Se o testador que está em união estável não tiver descendentes – filhos, netos ou bisnetos – ou ascendentes – pais, avós ou bisavós –, ele poderá testar todo o seu patrimônio para o companheiro. Por sinal, se assim não o fizer, o companheiro sobrevivente eventualmente terá de dividir a herança com outros parentes, até mesmo com um sobrinho neto ou primo do falecido. O ideal, nessa situação, é que um companheiro teste seu patrimônio em favor do outro e vice-versa, garantindo segurança material a ambos.
Por outro lado, vale lembrar que o casamento civil, nessas circunstâncias de não haver outros herdeiros, também garante ao cônjuge sobrevivente a posição de único herdeiro, sem necessidade de testamento.
Elaborar um testamento requer experiência profissional. O testamento público é o procedimento mais indicado. Legalmente, não seria preciso a presença de um advogado, bastando o testador se dirigir ao Tabelionato de Notas, acompanhado de duas testemunhas, que não podem ser nem parentes, tampouco beneficiárias do testamento. Porém, muitas vezes, uma única irregularidade pode anular o testamento, assim, por mais simples que ele seja, é importante o acompanhamento de um profissional.
Além disso, antes de elaborar o testamento, é interessante conhecer os instrumentos jurídicos disponíveis. Por exemplo, as cláusulas de usufruto, impenhorabilidade, inalienabilidade e incomunicabilidade – que são palavrões, literalmente, mas muito úteis no gerenciamento da sucessão –, além de informações acerca das doações em vida, transferências de patrimônio, os impostos a pagar, as outras modalidades de testamento – talvez mais adequadas – e a observância dos direitos sucessórios dos herdeiros.

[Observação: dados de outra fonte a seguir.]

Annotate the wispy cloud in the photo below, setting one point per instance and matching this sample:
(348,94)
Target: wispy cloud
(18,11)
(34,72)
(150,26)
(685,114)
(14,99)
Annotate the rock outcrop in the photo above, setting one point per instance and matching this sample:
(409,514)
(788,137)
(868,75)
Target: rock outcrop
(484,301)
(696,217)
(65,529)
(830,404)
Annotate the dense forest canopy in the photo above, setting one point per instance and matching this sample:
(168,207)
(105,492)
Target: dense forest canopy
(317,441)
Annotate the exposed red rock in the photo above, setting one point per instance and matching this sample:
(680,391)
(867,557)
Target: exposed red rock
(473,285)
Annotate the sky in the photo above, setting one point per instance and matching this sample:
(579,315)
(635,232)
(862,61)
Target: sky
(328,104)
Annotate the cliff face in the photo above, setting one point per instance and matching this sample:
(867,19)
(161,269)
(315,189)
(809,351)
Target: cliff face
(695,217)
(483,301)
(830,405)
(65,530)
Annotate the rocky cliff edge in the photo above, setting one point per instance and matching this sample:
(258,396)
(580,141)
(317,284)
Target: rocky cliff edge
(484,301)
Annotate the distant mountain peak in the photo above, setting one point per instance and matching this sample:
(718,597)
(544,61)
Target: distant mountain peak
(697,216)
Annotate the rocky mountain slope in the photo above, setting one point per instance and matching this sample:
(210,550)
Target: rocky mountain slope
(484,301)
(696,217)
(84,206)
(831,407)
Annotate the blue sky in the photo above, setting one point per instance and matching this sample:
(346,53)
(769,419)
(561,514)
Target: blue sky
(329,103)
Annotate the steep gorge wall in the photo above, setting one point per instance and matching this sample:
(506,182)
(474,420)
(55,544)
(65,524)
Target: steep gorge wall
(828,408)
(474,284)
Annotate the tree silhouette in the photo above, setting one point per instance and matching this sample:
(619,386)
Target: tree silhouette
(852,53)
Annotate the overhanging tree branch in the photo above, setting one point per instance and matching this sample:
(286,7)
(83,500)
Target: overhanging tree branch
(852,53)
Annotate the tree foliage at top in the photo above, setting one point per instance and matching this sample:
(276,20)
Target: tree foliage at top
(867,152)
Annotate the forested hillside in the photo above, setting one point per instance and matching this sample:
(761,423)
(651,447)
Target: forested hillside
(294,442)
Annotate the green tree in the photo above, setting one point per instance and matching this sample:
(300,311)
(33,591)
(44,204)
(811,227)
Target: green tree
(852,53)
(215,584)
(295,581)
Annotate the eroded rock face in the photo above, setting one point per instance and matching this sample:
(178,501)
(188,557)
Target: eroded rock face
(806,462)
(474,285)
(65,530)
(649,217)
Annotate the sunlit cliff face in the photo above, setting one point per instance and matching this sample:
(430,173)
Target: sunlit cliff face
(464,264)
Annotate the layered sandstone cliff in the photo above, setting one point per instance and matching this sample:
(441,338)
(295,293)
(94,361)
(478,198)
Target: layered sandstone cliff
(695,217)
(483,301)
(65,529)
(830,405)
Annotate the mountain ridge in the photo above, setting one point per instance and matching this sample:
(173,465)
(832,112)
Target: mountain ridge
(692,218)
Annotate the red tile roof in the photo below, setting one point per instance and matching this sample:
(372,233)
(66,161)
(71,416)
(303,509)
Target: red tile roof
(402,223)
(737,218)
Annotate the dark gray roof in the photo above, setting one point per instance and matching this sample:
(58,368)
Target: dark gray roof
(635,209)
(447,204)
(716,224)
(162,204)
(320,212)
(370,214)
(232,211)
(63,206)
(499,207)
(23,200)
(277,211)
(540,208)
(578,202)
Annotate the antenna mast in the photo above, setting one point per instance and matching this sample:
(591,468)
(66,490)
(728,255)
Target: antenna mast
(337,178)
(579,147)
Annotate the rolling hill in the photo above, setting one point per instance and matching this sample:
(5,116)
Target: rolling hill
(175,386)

O fato é que uma vez empenhado em elaborar o testamento, outros aspectos patrimoniais podem ser regularizados e resolvidos. Isso pode trazer noites de sono tranquilas e mais sossego do que a prática de meditação!
Ivone Zeger é advogada especialista em Direito de Família e Sucessão e doutoranda em Direito Civil pela Faculdade de Direito da Universidad de Buenos Aires, Argentina. É autora, entre outras obras, do livro “Família: Perguntas e Respostas”, publicado pela Editora B18.